Él miró por la ventanilla.
—No. Y aunque lo hubiera hecho, creo que no le
relataría mis proezas a una dama.
—Así que ahora podrías estar mintiendo para no
ofenderme.
—No miento —aclaró él volviendo de pronto la
cabeza.
—Aunque no tengas previsto tomarme, podrías
sentarte a mi lado. Ahora que estamos casados, es perfectamente aceptable.
—Si me siento a tu lado, no sé si podré
resistir la tentación de tomarte.
Le pareció que ahora era ella quien se
ruborizaba.
—Podríamos poner a prueba tu comedimiento.
—Preferiría no hacerlo.
—¿De modo que te has sentado ahí para evitar
la tentación?
Él asintió rotundamente con la cabeza y siguió
mirando el paisaje por la ventanilla. Lali se contentó como pudo con aquella
confesión. Al menos la deseaba.
La insistencia de Peter en no poner a prueba
su mesura quedó patente cuando el coche se detuvo ante una fonda y los
condujeron de inmediato a una sala privada. Lali se había emocionado pensando
que el duque ya no podía esperar más para hacerla suya, pero la estancia estaba
dispuesta para comer, no para dormir, y la mesa no parecía más cómoda que el
coche.
Peter había cruzado la habitación y se había
puesto a mirar por la ventana mientras los criados traían la comida y lo
disponían todo con muy buen gusto. Por lo visto, el propietario estaba
acostumbrado a que el duque parara allí de camino a Hawthorne House, porque al
salir de la estancia le aseguró a Peter que le prepararía caballos frescos.
Ahora, ella estaba sentada a la pequeña mesa,
frente a su marido.
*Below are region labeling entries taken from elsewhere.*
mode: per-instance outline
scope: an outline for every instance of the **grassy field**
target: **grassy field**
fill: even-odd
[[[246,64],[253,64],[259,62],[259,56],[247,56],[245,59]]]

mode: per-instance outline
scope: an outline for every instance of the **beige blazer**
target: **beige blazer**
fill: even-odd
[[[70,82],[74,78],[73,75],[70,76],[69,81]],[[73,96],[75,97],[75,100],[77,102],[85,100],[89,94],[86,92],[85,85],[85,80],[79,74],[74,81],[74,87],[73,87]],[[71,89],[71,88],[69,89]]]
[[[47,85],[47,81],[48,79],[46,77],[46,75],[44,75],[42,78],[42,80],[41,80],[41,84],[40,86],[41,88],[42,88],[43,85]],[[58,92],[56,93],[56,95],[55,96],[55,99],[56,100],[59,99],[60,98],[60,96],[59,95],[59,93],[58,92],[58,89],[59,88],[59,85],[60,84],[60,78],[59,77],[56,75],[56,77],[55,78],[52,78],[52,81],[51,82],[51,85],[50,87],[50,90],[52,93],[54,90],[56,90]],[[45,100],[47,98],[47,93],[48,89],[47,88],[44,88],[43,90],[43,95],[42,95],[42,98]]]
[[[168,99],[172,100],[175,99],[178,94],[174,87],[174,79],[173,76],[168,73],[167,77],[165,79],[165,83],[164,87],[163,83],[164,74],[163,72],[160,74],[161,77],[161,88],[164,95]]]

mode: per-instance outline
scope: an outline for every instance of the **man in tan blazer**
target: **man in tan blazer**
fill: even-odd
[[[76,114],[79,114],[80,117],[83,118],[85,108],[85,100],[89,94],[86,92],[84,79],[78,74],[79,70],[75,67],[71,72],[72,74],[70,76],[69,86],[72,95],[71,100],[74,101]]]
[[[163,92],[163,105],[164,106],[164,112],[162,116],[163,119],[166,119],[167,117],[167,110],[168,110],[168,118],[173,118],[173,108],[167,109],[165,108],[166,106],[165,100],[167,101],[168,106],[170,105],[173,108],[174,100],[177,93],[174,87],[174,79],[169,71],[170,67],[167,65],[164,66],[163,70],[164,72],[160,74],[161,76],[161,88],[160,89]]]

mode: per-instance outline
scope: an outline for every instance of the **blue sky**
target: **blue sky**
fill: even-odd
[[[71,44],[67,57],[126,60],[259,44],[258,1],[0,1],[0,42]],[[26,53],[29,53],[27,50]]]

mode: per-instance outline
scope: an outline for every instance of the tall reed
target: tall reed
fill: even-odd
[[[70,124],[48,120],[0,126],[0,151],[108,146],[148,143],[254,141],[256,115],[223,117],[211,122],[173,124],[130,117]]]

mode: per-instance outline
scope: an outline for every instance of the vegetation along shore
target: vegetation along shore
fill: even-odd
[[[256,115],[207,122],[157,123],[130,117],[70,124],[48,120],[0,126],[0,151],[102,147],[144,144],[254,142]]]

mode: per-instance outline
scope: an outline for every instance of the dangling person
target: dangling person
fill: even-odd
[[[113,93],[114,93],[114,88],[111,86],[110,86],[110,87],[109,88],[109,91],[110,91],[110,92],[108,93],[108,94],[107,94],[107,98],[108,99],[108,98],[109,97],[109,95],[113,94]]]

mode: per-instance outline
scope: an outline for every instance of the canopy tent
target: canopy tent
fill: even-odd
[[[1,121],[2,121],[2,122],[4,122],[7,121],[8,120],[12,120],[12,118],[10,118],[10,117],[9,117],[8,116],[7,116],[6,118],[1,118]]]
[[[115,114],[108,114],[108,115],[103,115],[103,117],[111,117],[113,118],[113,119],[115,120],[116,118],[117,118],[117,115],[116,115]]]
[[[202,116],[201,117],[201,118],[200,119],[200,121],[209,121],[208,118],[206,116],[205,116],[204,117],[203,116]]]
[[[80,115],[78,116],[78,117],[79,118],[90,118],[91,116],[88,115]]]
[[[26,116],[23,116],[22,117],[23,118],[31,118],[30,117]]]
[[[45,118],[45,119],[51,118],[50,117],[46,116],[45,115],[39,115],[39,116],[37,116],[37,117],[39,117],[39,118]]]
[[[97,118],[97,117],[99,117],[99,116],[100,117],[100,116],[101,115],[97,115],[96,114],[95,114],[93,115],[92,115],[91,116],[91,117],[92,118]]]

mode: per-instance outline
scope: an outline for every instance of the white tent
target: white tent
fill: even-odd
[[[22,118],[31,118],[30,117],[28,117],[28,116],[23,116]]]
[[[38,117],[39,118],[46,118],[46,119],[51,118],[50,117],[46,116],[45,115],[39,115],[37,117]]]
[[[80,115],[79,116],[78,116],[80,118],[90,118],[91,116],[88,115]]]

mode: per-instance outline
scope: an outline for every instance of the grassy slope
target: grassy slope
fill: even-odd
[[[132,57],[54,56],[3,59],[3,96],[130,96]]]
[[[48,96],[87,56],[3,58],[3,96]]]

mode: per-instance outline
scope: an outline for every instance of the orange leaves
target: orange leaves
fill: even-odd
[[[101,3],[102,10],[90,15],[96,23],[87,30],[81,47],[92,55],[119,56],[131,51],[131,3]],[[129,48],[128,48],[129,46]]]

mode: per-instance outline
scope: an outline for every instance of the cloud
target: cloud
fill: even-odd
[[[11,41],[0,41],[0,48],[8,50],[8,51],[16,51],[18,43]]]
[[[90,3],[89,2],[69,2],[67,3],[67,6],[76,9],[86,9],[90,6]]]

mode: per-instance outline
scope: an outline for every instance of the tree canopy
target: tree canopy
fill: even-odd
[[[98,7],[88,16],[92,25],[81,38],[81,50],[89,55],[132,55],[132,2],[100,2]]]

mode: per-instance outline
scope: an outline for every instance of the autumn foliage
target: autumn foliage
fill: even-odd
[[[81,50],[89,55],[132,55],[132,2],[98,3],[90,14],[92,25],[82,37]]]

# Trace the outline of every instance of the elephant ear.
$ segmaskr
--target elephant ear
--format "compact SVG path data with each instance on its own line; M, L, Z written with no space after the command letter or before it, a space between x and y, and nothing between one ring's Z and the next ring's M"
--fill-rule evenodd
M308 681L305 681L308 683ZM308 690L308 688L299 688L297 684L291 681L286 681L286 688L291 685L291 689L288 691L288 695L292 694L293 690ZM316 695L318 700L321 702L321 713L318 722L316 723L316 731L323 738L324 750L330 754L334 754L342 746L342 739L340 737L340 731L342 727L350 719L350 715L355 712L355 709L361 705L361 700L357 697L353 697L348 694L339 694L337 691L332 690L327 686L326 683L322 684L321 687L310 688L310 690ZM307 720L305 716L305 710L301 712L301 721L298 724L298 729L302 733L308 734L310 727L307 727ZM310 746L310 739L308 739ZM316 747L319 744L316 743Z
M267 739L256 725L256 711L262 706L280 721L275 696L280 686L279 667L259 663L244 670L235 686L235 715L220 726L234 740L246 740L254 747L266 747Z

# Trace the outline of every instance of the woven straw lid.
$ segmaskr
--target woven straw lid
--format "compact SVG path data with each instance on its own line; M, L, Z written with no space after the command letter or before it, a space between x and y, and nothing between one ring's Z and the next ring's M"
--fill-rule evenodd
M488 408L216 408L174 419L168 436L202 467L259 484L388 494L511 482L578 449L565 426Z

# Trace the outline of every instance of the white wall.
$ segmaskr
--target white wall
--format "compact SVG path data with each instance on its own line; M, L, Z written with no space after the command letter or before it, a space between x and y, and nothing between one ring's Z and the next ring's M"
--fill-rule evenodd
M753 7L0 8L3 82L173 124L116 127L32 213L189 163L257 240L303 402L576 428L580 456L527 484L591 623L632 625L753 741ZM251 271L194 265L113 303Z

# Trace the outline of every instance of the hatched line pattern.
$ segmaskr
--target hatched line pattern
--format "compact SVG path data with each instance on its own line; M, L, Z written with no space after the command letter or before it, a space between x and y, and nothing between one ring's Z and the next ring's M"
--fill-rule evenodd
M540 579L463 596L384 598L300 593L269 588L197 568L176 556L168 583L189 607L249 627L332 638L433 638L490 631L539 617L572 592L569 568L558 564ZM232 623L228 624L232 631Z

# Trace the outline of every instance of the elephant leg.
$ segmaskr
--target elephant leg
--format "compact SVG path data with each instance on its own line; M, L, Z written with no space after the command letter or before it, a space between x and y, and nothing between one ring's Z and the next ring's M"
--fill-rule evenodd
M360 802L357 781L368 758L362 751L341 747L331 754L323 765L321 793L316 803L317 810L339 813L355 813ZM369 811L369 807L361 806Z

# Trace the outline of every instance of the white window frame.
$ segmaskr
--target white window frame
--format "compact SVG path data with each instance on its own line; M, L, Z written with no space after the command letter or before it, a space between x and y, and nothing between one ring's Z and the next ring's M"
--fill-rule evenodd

Quería comer con tanto entusiasmo como él lo hacía, pero la
incertidumbre sobre cuándo querría él consumar su matrimonio le había hecho un
nudo en el estómago. Temió que comer sólo le sirviera para abochornarse más
cuando no pudiera tragar lo masticado.
—¿Cuánto vamos a quedarnos aquí? —preguntó al
fin.
Él levantó la mirada del plato, perplejo, como
si hubiera olvidado que estaba acompañado. Masticó despacio, buscando
entretanto la respuesta. Por fin, tragó y habló.
—Sólo hasta que nos cambien los caballos.
—Parece que aquí te conocen.
Por un instante, creyó ver temor en su rostro,
pero se esfumó tan rápidamente, oculto tras su coraza habitual, que Lali supuso
que lo había imaginado.
—Hace tiempo, mi abuelo acordó con varios
posaderos el cuidado de algunos de nuestros caballos para que pudiéramos
usarlos y viajar más rápidamente de Londres a nuestras diversas fincas. Yo sólo
me beneficio de su estrategia.
—¿Dónde pasaremos la noche?
—Si te ves con ánimo, preferiría no parar.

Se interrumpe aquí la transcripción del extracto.